EMPLOYMENT PEAKED in late 2007 when over two million people were at work in a booming economy. Since then the rate of decline has been steep – a 16 per cent drop in the numbers employed – while the adjustments have been sharp and painful in both human and financial terms.
But as yet there are few convincing signs that the worst is indeed over. The CSO, in its Quarterly National Household Survey, offers little encouragement. Job figures for July–September show, on a seasonally adjusted basis, a fall in employment five times larger than that in the preceding quarter, with 20,500 fewer people at work. It represents the biggest quarterly drop in two years. So dramatic a reversal and so quickly – in just three months – is a worrying development; in particular, given the uncertain global economic outlook in 2012.
A breakdown by sector presents a depressing picture. In the July-September quarter, agriculture, food and the fishing industry was the most adversely affected group. The sector, which lost 5,000 jobs, has seen employment decline by almost a third in 2½ years. Likewise, the “financial, insurance and real estate” sector recorded similar job losses in the quarter. However, no part of the economy has been hit harder by recession than construction. There, employment has shrunk from 272,000 at the peak of the boom to 107,500 – a 60 per cent decline. Nevertheless, this sector does show some signs that employment has stabilised, by recording a modest increase in those at work. For the construction sector the adjustment in employment numbers may well be over; for others – such as the banks and the public sector – job losses are unavoidable in the months ahead. The major banks have yet to outline their redundancy programmes in response to greatly reduced operations, while the public sector is facing further employment losses in 2012.

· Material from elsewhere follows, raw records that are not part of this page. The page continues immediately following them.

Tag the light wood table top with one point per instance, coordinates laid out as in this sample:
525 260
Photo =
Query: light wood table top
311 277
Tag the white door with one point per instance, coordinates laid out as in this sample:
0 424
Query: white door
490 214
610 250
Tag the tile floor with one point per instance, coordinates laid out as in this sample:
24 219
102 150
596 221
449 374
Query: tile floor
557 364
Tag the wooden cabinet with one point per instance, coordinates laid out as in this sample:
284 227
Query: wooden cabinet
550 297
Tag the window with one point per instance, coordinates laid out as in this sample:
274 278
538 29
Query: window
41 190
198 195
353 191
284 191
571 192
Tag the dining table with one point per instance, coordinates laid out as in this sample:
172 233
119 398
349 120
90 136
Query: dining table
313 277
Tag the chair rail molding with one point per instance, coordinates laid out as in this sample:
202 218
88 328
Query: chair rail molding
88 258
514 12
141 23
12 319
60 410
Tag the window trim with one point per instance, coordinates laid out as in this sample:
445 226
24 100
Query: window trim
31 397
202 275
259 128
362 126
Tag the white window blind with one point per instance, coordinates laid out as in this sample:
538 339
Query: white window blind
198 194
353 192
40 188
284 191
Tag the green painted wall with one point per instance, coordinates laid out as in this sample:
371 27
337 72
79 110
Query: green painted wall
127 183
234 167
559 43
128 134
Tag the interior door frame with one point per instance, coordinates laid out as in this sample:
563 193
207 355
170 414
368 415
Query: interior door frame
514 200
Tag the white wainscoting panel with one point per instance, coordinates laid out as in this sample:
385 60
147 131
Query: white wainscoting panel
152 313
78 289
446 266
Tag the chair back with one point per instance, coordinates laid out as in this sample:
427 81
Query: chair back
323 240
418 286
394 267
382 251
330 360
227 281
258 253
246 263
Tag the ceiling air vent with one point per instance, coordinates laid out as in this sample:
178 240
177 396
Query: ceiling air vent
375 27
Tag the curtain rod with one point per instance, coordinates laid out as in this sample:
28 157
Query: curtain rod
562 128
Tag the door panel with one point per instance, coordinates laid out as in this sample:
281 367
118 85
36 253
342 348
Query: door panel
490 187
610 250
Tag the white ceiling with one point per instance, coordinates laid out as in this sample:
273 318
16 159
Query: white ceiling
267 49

What is very clear is that no part of the economy has escaped the adverse impact of the downturn. Each sector provides depressing evidence of the scale of the jobs crisis. Certainly, export-led growth has helped, in some measure, to offset the contraction in employment in the rest of the economy. But, given the uncertainties that surround the euro, increased signs of investor nervousness and weaker demand in a deteriorating global economy, Ireland’s reliance on export-led growth for economic recovery is called into question.
One matter of particular concern in the jobless figures is the increased number of those out of work for over a year. In the third quarter, the long-term unemployed accounted for over half the total. Two years ago, one in four of the unemployed was in that category. Those in long-term unemployment also find it hardest to regain employment when economic recovery comes. Another matter of equal concern must be the high rate of unemployment in the youngest age group. Joblessness is highest among 15 to 19-year-olds, where 39 per cent were out of work in the latest quarter. A figure that suggests the youngest are carrying the heaviest burden of the jobs crisis deserves more critical public scrutiny and urgent attention from the Government.